On each worker node, the Node Manager reserves a portion of the available machine memory and CPUs for running YARN containers. For example, on a Dataproc cluster, if your worker nodes are n1-standard-4 VMs (4 CPU, 15 GB memory), each Node Manager will reserve 4 CPUs and 12 GB memory for running YARN containers. The remaining 3 GB of memory is left for the other Hadoop services running on the node.
When a pipeline is run on YARN, it will launch a pipeline workflow driver, a Spark driver, and many Spark executors.

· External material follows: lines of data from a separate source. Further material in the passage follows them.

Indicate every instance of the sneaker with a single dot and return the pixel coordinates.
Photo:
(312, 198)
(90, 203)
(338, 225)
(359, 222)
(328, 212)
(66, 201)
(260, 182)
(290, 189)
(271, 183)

The workflow driver is responsible for launching the one or more Spark programs that make up a pipeline. The workflow driver usually does not do much work. Each Spark program runs a single Spark driver and multiple Spark executors. The driver coordinates work amongst the executors, but usually does not perform any actual work. Most of the actual work is performed by the Spark executors.
At the start of each pipeline run, every source in your pipeline will calculate what data needs to be read, and how that data can be divided into splits. For example, consider a simple pipeline that reads from GCS, performs some Wrangler transformations, and then writes back to GCS:
When the pipeline starts, the GCS source examines the input files and breaks them up into splits based on the file sizes. For example, a single gigabyte file may be broken up into 100 splits, each 10 megabytes in size. Each executor reads the data for that split, runs the Wrangler transformations, and then writes the output to a "part" file.
If your pipeline is running slowly, one of the first things to check is whether your sources are creating enough splits to take full advantage of parallelism. For example, some types of compression will make plaintext files unsplittable. If you are reading files that have been gzipped, you will notice that your pipeline runs much slower than if you were reading uncompressed files, or files compressed with bzip (which is splittable). Similarly, if you are using the database source and have configured it to use just a single split, it will run much slower than if you configure it to use more splits.
Certain types of plugins will cause data to be shuffled across the cluster. This happens when records being processed by one executor need to be sent to another executor in order to perform the computation. Shuffles are expensive operations because they involve a lot of I/O. Plugins that cause data to be shuffled all show up in the 'Analytics' section of the Pipeline Studio. These include plugins like 'Group By', 'Deduplicate', 'Distinct', and 'Joiner'.
For example, suppose a 'Group By' stage is added to the simple pipeline mentioned earlier:
Also suppose the data being read represents purchases made at a grocery store. Each record contains an 'item' field and a 'num_purchased' field. In the 'Group By' stage, we configure the pipeline to group records on the 'item' field and calculate the sum of the 'num_purchased' field:
When the pipeline runs, the input files will be split up as described earlier. After that, each record will be shuffled across the cluster such that every record with the same 'item' will belong to the same executor.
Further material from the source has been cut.